If copper face coverings also curtail the coronavirus, that could come in handy for people who mishandle their masks, said Linsey Marr, an aerosol scientist at Virginia Tech. A hefty dose of copper could diminish the chances of viable virus making it into the eyes, nose or mouth via a wayward hand that’s touched the front of a mask.

Still, not all metal-infused masks are created equal. Manufacturers would need to design them with enough copper — ideally near the product’s surface — to actually do the job.

“If your mask is only 1% copper, that means it’s 99% not copper,” Djoko said. If the metal and microbe don’t physically meet, the mask “won’t confer any more benefit than just regular masks.”


Durability could also be an issue, especially if copper masks are getting repeatedly washed or disinfected. Many common household cleaners are formulated with compounds that could strip copper ions off a protective surface, Djoko said.

Still, copper may yet have a role to play in the pandemic. Installing copper-based surfaces in hospitals has been shown to cut down on transmission rates of certain pathogens, including antibiotic-resistant strains of bacteria. Djoko thinks it could keep coronavirus in check in such settings, too.

But all experts emphasize that having the metal around doesn’t let anyone off the hygiene hook. Copper on its own is no cure-all — and its effects aren’t instantaneous. It takes about 45 minutes for copper to reduce the amount of virus on a surface by half.
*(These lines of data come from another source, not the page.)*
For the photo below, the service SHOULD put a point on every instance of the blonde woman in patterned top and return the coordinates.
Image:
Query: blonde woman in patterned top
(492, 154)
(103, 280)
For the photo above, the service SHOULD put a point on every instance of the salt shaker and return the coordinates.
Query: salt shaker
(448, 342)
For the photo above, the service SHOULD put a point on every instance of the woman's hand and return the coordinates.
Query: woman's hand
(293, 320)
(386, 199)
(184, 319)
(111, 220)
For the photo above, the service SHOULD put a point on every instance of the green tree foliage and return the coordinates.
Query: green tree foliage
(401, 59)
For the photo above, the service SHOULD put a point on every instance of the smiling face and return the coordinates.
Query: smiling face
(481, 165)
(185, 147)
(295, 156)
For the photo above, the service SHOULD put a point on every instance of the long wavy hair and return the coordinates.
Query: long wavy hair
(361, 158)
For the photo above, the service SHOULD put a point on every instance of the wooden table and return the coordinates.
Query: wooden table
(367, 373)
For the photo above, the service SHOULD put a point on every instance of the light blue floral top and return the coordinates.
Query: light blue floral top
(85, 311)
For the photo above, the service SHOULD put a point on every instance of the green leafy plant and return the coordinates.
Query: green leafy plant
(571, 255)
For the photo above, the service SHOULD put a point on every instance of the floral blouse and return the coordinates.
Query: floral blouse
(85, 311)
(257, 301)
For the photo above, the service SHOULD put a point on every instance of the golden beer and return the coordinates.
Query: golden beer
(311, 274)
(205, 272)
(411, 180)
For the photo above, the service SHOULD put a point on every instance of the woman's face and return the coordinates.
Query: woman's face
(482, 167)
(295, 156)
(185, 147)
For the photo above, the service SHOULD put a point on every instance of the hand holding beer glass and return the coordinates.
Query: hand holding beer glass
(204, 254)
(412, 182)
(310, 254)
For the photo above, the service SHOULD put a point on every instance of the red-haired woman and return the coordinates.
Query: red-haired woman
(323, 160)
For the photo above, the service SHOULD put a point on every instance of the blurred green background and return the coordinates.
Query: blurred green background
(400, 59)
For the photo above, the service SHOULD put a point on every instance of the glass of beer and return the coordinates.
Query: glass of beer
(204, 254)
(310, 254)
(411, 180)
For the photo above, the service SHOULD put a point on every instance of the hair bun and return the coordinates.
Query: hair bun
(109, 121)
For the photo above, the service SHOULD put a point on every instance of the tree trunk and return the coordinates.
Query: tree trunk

“It’s not like it hits the copper and poof, it’s gone,” Marr said. So you might want to keep that in mind before you buy a copper or brass tool for using touch screens and opening doors. To minimize transmission risk, people should still wash their hands, avoid crowds and maintain a safe distance from one another.

More copper-containing accouterments — coronavirus-related or not — may yet be headed our way. Johnson has nothing against that.

“Copper is a fantastic fashion choice,” he said. “You’re going to look fabulous. It just might not work the way you think.”